Medication overuse
headache
The IHS describes medication overuse headache (MOH) as an interaction between a therapeutic agent used excessively and a susceptible patient (eg, overuse of acute agents causing headache in a headache-prone patient).50 For a diagnosis of MOH, patients must have headache on at least 15 days per month that:
- Has developed or markedly worsened over the course of a minimum 3-month history of overusing acute medications
- Resolves or reverts to its previous pattern within 2 months of discontinuing medication overuse.50
The criteria for MOH are evolving. The most recent revision does not require headache resolution or return to the previous headache pattern to confirm the diagnosis.51
The prevalence of MOH in the general population is about 1% among adults in Europe, North America, and Asia.52,53 In some headache centers, up to two thirds (64%) of patients are affected.54 Providers should be alert for MOH in patients reporting frequent headache attacks, as overuse of symptomatic migraine drugs and/or analgesics is the most common cause of migraine-like and tension-type-like headaches on at least 15 days per month.50
The etiology of MOH remains unclear. In some cases, the interaction between a therapeutic agent and susceptible patient may originate with the patient taking an immediate-relief medication (or medications) at the slightest hint of an attack. This approach can evolve into a habit of treating in anticipation of headache, when no pain exists. Eventually, the headache/medication cycle becomes self-sustaining, head pain becomes chronic, and treatment with immediate-relief drugs becomes the cause of head pain.

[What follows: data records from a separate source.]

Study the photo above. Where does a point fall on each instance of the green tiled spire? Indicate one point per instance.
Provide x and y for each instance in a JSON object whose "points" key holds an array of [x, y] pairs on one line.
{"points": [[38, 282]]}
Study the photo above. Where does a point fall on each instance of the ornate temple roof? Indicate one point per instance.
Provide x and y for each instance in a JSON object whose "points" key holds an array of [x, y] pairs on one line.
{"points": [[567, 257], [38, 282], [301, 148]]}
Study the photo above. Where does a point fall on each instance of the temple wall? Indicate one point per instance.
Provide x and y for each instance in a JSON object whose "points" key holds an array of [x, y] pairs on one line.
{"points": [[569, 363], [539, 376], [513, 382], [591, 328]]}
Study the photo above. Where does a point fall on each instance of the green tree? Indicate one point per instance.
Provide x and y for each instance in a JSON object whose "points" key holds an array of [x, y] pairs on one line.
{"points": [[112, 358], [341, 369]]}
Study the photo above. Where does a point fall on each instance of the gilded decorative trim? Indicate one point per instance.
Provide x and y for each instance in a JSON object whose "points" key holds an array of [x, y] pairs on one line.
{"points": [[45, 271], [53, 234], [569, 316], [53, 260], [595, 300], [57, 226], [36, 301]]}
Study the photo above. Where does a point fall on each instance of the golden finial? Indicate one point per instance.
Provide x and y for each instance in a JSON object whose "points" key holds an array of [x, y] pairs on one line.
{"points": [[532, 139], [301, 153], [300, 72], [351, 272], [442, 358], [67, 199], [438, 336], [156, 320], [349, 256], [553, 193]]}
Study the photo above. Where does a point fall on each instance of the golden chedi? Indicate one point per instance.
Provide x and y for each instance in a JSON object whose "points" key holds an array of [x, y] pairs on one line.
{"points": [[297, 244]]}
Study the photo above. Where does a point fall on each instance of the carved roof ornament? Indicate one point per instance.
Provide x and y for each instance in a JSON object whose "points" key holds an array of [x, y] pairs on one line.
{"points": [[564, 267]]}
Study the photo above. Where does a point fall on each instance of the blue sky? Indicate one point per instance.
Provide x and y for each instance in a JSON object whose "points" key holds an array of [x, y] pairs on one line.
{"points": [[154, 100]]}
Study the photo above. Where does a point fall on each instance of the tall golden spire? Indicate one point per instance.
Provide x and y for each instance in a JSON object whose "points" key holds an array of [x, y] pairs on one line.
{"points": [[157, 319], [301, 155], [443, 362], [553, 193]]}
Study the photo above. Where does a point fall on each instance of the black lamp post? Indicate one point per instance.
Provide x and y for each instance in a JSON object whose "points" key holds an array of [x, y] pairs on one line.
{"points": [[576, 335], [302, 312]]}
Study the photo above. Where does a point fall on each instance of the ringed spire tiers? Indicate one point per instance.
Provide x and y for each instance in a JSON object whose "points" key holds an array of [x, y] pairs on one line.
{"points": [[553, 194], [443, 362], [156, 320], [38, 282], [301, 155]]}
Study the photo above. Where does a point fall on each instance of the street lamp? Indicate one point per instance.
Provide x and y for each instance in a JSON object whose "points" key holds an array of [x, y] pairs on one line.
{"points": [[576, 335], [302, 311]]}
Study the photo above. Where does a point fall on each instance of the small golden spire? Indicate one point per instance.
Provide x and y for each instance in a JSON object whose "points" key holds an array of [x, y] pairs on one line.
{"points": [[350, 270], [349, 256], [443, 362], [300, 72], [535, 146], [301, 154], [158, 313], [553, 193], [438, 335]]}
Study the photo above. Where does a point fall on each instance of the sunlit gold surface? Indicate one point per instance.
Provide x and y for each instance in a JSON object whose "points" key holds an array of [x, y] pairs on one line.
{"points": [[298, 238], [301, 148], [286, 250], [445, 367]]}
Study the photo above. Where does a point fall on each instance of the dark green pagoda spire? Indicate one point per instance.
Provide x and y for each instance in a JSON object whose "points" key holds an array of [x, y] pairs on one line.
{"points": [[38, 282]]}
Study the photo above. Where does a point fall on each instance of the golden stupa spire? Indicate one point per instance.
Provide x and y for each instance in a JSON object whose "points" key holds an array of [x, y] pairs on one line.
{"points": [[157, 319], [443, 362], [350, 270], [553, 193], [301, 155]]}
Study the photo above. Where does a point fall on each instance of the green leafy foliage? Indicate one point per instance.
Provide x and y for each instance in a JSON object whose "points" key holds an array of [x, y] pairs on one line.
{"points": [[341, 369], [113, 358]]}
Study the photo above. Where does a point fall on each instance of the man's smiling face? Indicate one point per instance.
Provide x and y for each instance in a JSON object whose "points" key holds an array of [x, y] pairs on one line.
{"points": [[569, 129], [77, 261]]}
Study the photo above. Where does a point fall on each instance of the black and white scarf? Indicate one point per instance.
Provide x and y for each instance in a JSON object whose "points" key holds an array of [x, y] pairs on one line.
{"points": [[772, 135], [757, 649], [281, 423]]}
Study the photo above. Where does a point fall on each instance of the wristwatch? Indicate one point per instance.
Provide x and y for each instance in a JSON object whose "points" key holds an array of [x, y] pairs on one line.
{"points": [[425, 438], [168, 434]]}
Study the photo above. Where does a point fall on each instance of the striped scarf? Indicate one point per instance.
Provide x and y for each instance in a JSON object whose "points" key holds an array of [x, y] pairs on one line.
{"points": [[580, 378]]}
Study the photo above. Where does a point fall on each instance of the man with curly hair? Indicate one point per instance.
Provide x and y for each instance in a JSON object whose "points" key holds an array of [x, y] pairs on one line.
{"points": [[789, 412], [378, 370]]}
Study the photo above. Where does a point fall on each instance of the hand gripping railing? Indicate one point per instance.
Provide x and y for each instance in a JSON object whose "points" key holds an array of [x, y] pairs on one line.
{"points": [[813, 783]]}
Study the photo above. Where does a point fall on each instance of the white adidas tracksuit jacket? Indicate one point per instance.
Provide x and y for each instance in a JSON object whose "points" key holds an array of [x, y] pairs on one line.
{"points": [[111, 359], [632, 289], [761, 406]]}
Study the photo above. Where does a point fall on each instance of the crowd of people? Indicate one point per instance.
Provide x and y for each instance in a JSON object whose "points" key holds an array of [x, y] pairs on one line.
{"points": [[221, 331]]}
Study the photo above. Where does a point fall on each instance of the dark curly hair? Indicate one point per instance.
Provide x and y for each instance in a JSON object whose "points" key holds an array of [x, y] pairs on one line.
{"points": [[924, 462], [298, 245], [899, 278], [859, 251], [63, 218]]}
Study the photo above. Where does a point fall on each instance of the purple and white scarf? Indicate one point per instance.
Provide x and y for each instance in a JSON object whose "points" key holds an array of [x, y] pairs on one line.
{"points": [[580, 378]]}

Signs of drug-seeking behavior may be evident in a small subset of MOH patients.55
It has been suggested that adding caffeine to headache remedies can increase the likelihood of developing MOH. But the evidence shows that:
- Caffeinated analgesics are not more likely to be overused than single-agent analgesics.56
- Immediate-relief medications do not cause MOH in patients not prone to headache).57
- Caffeine has never been implicated as the sole agent involved in MOH.58
One study of CDH patients reported that almost 90% of subjects overused single-agent NSAIDs, nearly 40% overused APAP, and only about 5% of subjects were found to be taking caffeinated analgesics.59 Recent assessments confirm that patients with CDH are not more likely than episodic headache patients to be using or have a history of using caffeinated combinations.60 Because any excessively used immediate-relief medication can cause MOH,61-65 multiple subtypes of MOH have been established, including ergotamine overuse, triptan overuse, simple analgesic overuse, opioid overuse, and combination analgesic overuse.50
Treatment of MOH consists of withdrawing the offending agent as soon as the problem is detected and providing general supportive measures (such as fluid replacement, repetitive parenteral pain-control treatment, or treatment of withdrawal symptoms)56 through a period of increased headache intensity and frequency. Refractory cases may require in-patient care. Once the cycle of medication has been broken, patients tend to return to their pre-MOH headache condition.66 However, this transition may take a significant amount of time and may never occur.51 In all cases, patients must be aggressively educated about appropriate use of analgesic medications before reintroducing drug therapy.